For data flows with five or six components with small data loads of a gigabyte or less, the Dataflow Task will almost certainly perform adequately out-of-the-box. However, large and complex data flow loads bring their own challenges and there are often more tradeoffs and decisions that need to be made that the Dataflow task cannot make for the user or over which it has no control.

In this article, I assess the ways in which you can tune the dataflow task by tweaking some basic settings. I call these turnkey settings because there isn't a lot of measurement or process involved when deciding to use them and because the benefits from the settings can usually be seen immediately. I then move on to define a general approach you can use for identifying and resolving performance issues, and squeezing every last ounce of performance from the Dataflow Task.
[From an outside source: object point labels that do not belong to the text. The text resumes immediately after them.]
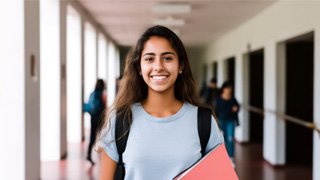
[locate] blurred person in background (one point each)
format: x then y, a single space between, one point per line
95 107
227 109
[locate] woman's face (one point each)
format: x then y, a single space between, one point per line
227 90
159 65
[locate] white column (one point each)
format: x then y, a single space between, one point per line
90 65
63 78
242 131
19 92
221 72
53 71
274 129
112 71
102 57
32 90
316 107
74 73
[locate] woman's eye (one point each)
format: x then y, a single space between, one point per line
148 59
167 58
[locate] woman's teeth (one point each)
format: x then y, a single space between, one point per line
158 77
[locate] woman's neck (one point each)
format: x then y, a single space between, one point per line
226 96
161 104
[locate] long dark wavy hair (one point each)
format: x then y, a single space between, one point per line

Turnkey Settings for Speedup

The Dataflow Task provides a number of settings and options you can use to eliminate unnecessary work or to diminish the amount of data that must flow through it. Some of these methods involve simple property settings, while others are a bit more complex. Also covered are the things you can do in the environment outside the Dataflow Task to speed up data flow. Although these methods are presented as a series of "do's and don'ts", understand that not every tip applies to every situation and that the items presented here are only guidelines, not hard rules that must always be followed. Knowing when to apply which rules is a matter of experience grown from testing and measuring the results.

Eliminating Unnecessary Work

Often you may find that the best data flow optimization you can achieve is to simply eliminate work the Dataflow Task must do. Eliminating work is almost always preferable to making the Dataflow Task faster because you get a 100% speedup for every bit of work you eliminate. The following tips describe ways to eliminate work from the Dataflow Task:

Optimize the Sources

Most of the optimizations for eliminating unnecessary work have something to do with eliminating the data coming from the sources. The following are a few ways to eliminate unnecessary data from entering into the data flow:

Remove Unneeded Columns

Unneeded columns are columns that never get referenced in the data flow. The Execution Engine emits warnings for unused columns, so they are easy to identify. This makes the buffer rows narrower. The narrower the row, the more rows that can fit into one buffer and the more efficiently the rows can be processed.

NOTE:
Buffers are objects with associated chunks of memory that contain the data to be transformed. As data flows through the Dataflow Task, it lives in a buffer from the time that the source adapter reads it until the time that the destination adapter writes it.

Binary Large Objects (BLOBs) are particularly burdensome to the Dataflow Task and should be eliminated if at all possible. Use the queries in the source adapters to eliminate unnecessary columns.

Use a SQL Select Statement to Retrieve Data From a View

Avoid using the Table or view access mode in the OLE DB Source Adapter. It is not as performant as using aSELECT statement because the adapter opens a rowset-based on the table or view. Then it calls OpenRowset in the validation phase to retrieve column metadata, and later in the execution phase to read out the data.

Testing has shown that using a SELECT statement can be at least an order of magnitude faster, because the adapter issues the specified command directly through the provider and fetches the data using sp_prepare without executing the command, avoiding the extra roundtrip and a possibly inappropriate cached query plan.

Optimize Source Queries

Using traditional query optimization techniques optimize the source adapter SQL query. SSIS doesn't optimize the query on your behalf, but passes it on verbatim.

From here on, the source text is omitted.